Via the LA Times, a guy named Dylan Grosz with a disturbingly scientific mind and way too much time on his hands ordered 35 Chipotle burritos over the course of several days and then weighed each one back at his office. He also made sure to order from the same shift of workers in order to minimize variation (holy shit, was this guy committed), and used a control burrito* of white rice, black beans, chicken, mild salsa, and cheese. His findings are actually pretty simple: in order to maximize the size of one’s Chipotle burrito, you should order both rices, both beans, and half-and-half on meat. You should also order a bowl, with two tortillas (ask for an extra) on the side. All in all, he claims you can get 86% more burrito by ordering this way. Like I said, Grosz is (and perhaps should be) committed.

Here’s the thing about all of that: which part, exactly, makes life more difficult for the Chipotle employee? Which aspect of it could in any way be classified as a special order? Did I miss the part where he suggests asking them to only give you onions from the fajita veggies,** to only give you black beans of a certain diameter, or make sure you get only the wilted lettuce because you’re allergic to crunchy? Both rices, both beans, and half-and-half meat just means an extra scoop of each; you’re not doing anything particularly annoying by asking for any of them. Heating another tortilla takes extra time, but while that might slightly slow down the line, it’s not exactly a grave burden on the employee.

The crucial point here is that no part of this process appears to make the lives of average Chipotle employees more difficult. The extra ingredients would be irritating if you were ordering a burrito itself (since bigger burritos are unwieldy and more prone to tearing), but Grosz sidesteps that problem by suggesting a bowl. In so doing, not only are you getting more for your money, you’re outsourcing the work to yourself, and I can’t imagine Chipotle employees are going to be annoyed by someone essentially saying “hey, let me remove the most annoying step of your job so I can do it myself.” Near as I can tell, the only entity being taken advantage of here in any capacity is Chipotle itself, and frankly, fuck ‘em. They can afford it.

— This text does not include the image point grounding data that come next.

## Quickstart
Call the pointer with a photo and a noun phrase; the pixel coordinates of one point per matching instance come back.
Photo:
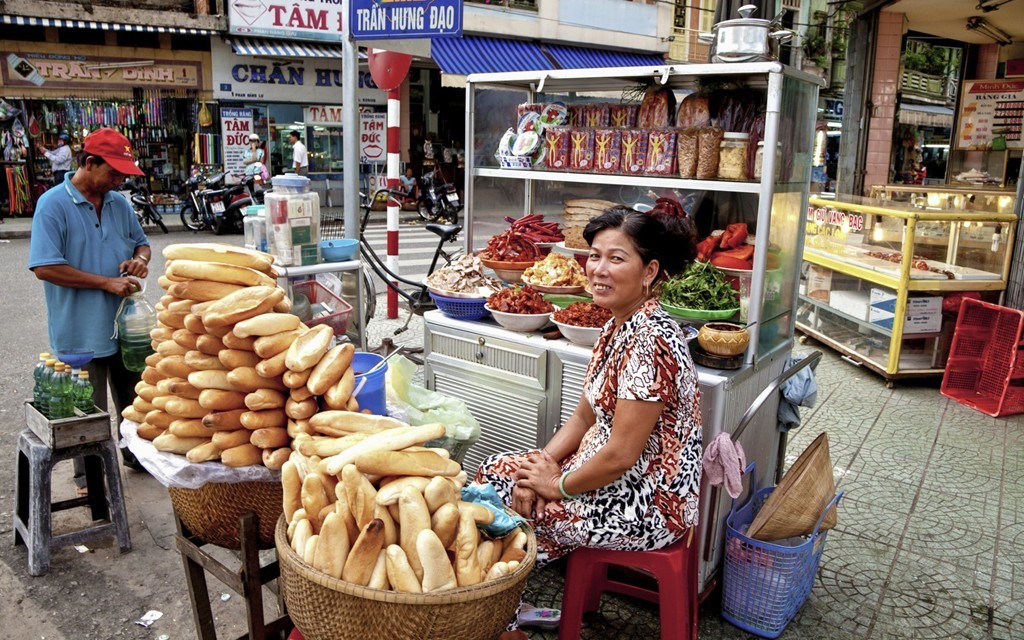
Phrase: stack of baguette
(233, 373)
(368, 504)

The fact that numerous people emailed me about this seems to be an indication that some of you consider the entire concept of special orders (or, in fact, doing anything remotely out of the ordinary at a food service establishment) wrong or unacceptable. But that is patently not universally the case, and this is the perfect example of an instance where there’s nothing wrong with it. No one is inventing a menu item from whole cloth, nor is anyone asking for something that will take up an onerous amount of the employee’s time and/or effort. This sure as hell isn’t even on the same level as the quesarito. Someone even said in their email “this is how ‘Awful Customers’ on BCO get started,” but that’s a baffling slippery slope argument that will inevitably result in the arguer decrying man-on-burrito sex.

If any Chipotle employees want to point out why I’m wrong and why this is totally terrible for them in some way I can’t fathom, feel free. I’m happy to listen, and I’m certainly not going to rule out some sort of evidence I haven’t considered. But in the meantime, the idea that this is in ANY way comparable to the Starbucks story is not based in objective reality. Unusual ordering practices are not inherently bad by virtue of being unusual; they have to actually make the employee’s life difficult (at a minimum) to qualify as a dick move. At a place like Chipotle, where the entire set-up not only begets but requires unique ordering habits, it’s hard to see how this qualifies.

* The fact that I got to type the words “control burrito” make me happier than I can express.

** In all fairness, I desperately wish this was an option (because fuck peppers), but I would never in a million years ask for it—and I hope they’d say no if anyone actually did.